Duckwrth: The earlier albums were me experimenting with different sounds, different vocal ranges, and then figuring out what people respond to the most. I think it’s just more so natural growth. For Nowhere I moved from Cali to New York and I was working with one producer, I just joined with my management, so it was just a launching pad. But I love that album. There are definitely songs I cringe at as an artist... like uhh why did I do that. But I know I wouldn’t get to where I am as an artist without Nowhere.

Photo by Simone Niamani

1824: If you could sample any artist from the seventies, who would it be?

Duckwrth: It’s a Minnie Rippelton song, it’s at the end of the movie ‘Us’: Come to my garden. I could sample the fuck out of the whole album. The whole album sounds like a movie.

1824: What was the idea behind releasing the visuals in the format you did for the album?

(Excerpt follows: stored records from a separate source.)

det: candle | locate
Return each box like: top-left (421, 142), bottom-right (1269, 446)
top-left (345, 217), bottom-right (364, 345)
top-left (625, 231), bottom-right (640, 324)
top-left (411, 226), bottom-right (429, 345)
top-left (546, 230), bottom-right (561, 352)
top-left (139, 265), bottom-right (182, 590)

Duckwrth: Well the whole album is about this interaction between me and this girl that I was supposed to go on a date with. The first half of it is just the fantasies that I have with her and just my own insecurities, but then me also trying to flex. Then I finally pick her up and she had a long day. And she just wants to smoke and roll up before we get to the function, then we eventually end up at Ward on Wheels. I kinda kept it in the album format, and my manager just turned into the visualizer, and wrote the story. But it worked out, people love that visualizer so much. It’s just giving more snacks for people to snack on. [As people wait for music videos to come back] People are taking it in as the actual visual and it’s crazy. It’s pretty interesting.

1824: On singles Coming Closer and CRUSH, those are very intricate visuals. Do you typically have a visual in mind during the music process?

Duckwrth: Yay and nay. I have an idea and a feeling, and it’s not too hard to translate a feeling into a visual. But every once in a while, I see a music video, but that’s like 1/5 times. I tell my feelings to directors and we work together.

1824: What’s Next?

Duckwrth: Expanding SuperGood. The intention of the album is the positive affirmation of feeling super good. So it’s like: how do you take that outside of an album? How do you make that tangible in a physical world? How do I make people feel super good in the real world. So we’re looking to expand that through community efforts, more visuals, more music videos, garments. But I’m most excited with the community efforts, starting with South Central. If they can feel ‘SuperGood’, we can expand across America and potentially through the world.